# Late 70's Fender Princeton Reverb? What's a reasonable price?



## pattste (Dec 30, 2007)

What's a reasonable price for a Princeton Reverb silverface from the late 70s? It's supposed to be all original, ok cosmetics for its age but the tremolo doesn't quite work perfectly (I don't care). Reverb is fine. No footswitch. The guy wants $950 but I think it's negotiable. I found a price guide online that gives a very wide range ($750-1200 or something).


----------



## bRian (Jul 3, 2006)

Imo, a late 70's PR in the condition you've described is worth $400-$450 tops. I sold a clean as they come 78 PR with original cover and new tubes for $650, 2 years ago. I just recently picked up a 70 Princeton in excellent condition for 5 bones. If you have that much to spend, trust me wait it out you will find one in much better condition for that price. A member had a pristine blackface 64 PR a while back for $900 for example.


----------



## torndownunit (May 14, 2006)

those prices sound a little lower than the average I have seen. But $950 is too high.


----------



## I_cant_play (Jun 26, 2006)

http://vancouver.craigslist.ca/msg/530514403.html

It's not in your area but I thought you should see it. There definitely are people who are asking for less for one in good condition.


----------



## bRian (Jul 3, 2006)

Now I would pay the $800 for that 68 if the rest of the amp looked as good as that small shot.


----------



## allthumbs56 (Jul 24, 2006)

I own a 68' Non-reverb and a 79' Reverb. I'd say that $950 for a late 70's is high but it should definitely fetch $700 to $750.
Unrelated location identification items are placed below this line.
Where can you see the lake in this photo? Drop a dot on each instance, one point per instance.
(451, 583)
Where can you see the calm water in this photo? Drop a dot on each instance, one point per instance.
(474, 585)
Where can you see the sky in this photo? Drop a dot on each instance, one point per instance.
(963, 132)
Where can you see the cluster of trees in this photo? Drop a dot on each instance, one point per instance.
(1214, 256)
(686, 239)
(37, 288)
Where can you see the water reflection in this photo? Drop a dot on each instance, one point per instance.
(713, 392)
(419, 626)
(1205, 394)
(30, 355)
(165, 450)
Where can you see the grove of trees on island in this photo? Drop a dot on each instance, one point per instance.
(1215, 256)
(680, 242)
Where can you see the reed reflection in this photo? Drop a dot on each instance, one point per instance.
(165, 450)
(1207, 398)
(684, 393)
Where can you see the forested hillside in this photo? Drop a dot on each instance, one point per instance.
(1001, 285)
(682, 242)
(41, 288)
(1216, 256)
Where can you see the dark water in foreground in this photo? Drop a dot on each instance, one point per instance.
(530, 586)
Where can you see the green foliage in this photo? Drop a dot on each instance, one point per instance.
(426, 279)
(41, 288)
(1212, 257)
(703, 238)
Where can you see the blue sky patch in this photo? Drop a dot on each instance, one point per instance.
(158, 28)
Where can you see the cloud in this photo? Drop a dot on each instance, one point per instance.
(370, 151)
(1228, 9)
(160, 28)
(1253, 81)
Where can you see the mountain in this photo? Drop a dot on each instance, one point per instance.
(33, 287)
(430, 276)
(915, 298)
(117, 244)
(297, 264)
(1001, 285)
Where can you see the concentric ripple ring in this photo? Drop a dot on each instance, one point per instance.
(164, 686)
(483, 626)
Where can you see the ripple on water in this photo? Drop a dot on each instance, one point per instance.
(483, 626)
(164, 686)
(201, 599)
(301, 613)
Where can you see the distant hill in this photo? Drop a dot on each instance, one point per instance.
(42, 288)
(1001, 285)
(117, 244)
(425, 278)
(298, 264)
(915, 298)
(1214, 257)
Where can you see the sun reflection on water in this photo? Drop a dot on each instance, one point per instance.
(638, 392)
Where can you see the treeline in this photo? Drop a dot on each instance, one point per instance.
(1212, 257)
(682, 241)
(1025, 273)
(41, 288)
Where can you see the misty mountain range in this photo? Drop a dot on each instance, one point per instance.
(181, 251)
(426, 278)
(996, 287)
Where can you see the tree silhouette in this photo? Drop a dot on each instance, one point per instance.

IMHO the Princetons are some of the sweetest sounding amps ever produced - and point-to-point as well.


----------



## torndownunit (May 14, 2006)

There are deals out there if you hunt though. If you are looking for one in less than pristine condition especially.

I got my 1968 for $600 (including shipping from the states). The chassis and guts had been perfectly maintained, but the cabinet was in rough shape, and the original baffle was gone to make room for a 12" speaker. IMO Princeton Reverb's with a 12" speaker are heaven anyway. A 1968 is not a collector's piece or anything anyway, so it's fine by me.

But ya, $800 for a 68' is not bad. With ones as early as the 68' they are the exact same as a Blackface circuit wise anyway.

If you scrounge around some of the US Fender forums and put up a WTB ad (which is what I did) I am betting you could find some kind of deal though. There is just a lot more of these amps in the States.


----------